What You'll Do
Design and implement robust data architectures that support large-scale processing and analytics. Develop optimized data workflows using PySpark and SQL, ensuring high performance and reliability across distributed systems. Collaborate with data scientists and analysts to understand requirements and deliver scalable solutions on cloud platforms, primarily within Azure and Databricks environments.

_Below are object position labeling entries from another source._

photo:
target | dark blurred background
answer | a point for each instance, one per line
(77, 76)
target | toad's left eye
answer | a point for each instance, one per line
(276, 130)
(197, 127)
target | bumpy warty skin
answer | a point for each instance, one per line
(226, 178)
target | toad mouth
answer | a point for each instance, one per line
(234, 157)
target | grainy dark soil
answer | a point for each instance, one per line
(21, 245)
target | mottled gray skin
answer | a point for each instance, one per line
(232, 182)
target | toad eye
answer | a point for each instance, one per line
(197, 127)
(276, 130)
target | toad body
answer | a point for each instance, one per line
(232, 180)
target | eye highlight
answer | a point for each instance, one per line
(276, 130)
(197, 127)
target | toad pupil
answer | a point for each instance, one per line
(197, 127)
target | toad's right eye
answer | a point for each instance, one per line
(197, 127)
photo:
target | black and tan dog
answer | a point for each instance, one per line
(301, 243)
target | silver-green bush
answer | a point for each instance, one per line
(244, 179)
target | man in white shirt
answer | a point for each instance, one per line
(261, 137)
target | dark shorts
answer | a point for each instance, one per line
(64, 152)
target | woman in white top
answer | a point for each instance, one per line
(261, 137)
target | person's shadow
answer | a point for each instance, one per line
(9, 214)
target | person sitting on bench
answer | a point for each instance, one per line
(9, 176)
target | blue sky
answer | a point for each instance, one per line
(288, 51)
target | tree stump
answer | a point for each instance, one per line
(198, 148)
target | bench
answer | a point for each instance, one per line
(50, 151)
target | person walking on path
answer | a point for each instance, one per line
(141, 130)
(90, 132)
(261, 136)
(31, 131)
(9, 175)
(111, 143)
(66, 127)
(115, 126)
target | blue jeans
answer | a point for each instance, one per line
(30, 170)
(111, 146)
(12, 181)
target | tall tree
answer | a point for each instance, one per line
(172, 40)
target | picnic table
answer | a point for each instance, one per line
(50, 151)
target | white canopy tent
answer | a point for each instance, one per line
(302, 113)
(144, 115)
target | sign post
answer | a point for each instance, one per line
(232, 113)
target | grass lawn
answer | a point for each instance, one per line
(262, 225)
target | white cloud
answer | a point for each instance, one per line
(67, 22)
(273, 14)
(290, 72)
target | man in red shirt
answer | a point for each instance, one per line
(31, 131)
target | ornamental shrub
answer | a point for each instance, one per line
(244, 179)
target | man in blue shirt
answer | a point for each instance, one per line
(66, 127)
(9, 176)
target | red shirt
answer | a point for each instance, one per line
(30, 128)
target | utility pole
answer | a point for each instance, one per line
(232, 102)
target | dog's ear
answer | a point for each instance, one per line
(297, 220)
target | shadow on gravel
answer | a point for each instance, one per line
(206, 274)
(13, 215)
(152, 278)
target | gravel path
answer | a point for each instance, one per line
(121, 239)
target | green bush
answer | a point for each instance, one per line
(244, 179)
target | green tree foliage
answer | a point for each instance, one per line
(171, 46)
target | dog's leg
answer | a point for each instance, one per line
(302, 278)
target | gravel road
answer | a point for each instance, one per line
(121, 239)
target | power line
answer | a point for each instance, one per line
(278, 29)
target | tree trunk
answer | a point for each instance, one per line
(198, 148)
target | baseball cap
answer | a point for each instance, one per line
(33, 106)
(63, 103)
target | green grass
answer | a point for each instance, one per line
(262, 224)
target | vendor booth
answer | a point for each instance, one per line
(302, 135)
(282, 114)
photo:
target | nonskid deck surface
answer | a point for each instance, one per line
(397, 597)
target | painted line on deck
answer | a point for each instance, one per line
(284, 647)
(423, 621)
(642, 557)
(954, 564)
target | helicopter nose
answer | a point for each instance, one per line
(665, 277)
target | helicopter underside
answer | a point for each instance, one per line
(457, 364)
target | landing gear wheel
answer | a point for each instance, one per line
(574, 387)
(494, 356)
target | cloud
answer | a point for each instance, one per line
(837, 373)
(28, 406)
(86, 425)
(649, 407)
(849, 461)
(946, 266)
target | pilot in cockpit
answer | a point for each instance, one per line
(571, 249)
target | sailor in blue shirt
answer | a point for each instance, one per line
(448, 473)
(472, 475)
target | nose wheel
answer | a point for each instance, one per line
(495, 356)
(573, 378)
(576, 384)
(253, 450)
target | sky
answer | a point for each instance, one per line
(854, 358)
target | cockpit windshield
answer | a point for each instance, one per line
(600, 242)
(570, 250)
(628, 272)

Take ownership of end-to-end data pipeline development, from ingestion to transformation and storage. Use Python to build reusable components and automate complex data operations. Continuously refine existing systems for efficiency, maintainability, and scalability.
Requirements
- Minimum of six years of professional experience in data engineering roles
- Proven expertise with PySpark for large-volume data processing
- Strong proficiency in writing and tuning SQL queries
- Hands-on background in Python for data pipeline development
- Direct experience building solutions in Databricks
- Familiarity with Hadoop and Hive for batch processing workloads
- Working knowledge of version control systems such as GIT
- Experience orchestrating workflows using tools like Airflow or Dagster
- Solid track record working in Azure cloud environments
Technical Stack
PySpark, SQL, Python, Databricks, Hadoop, Hive, GIT, Airflow, Dagster, Azure
Work Mode
This is a globally remote-friendly position, open to candidates regardless of location. The role supports flexible scheduling with asynchronous collaboration across time zones.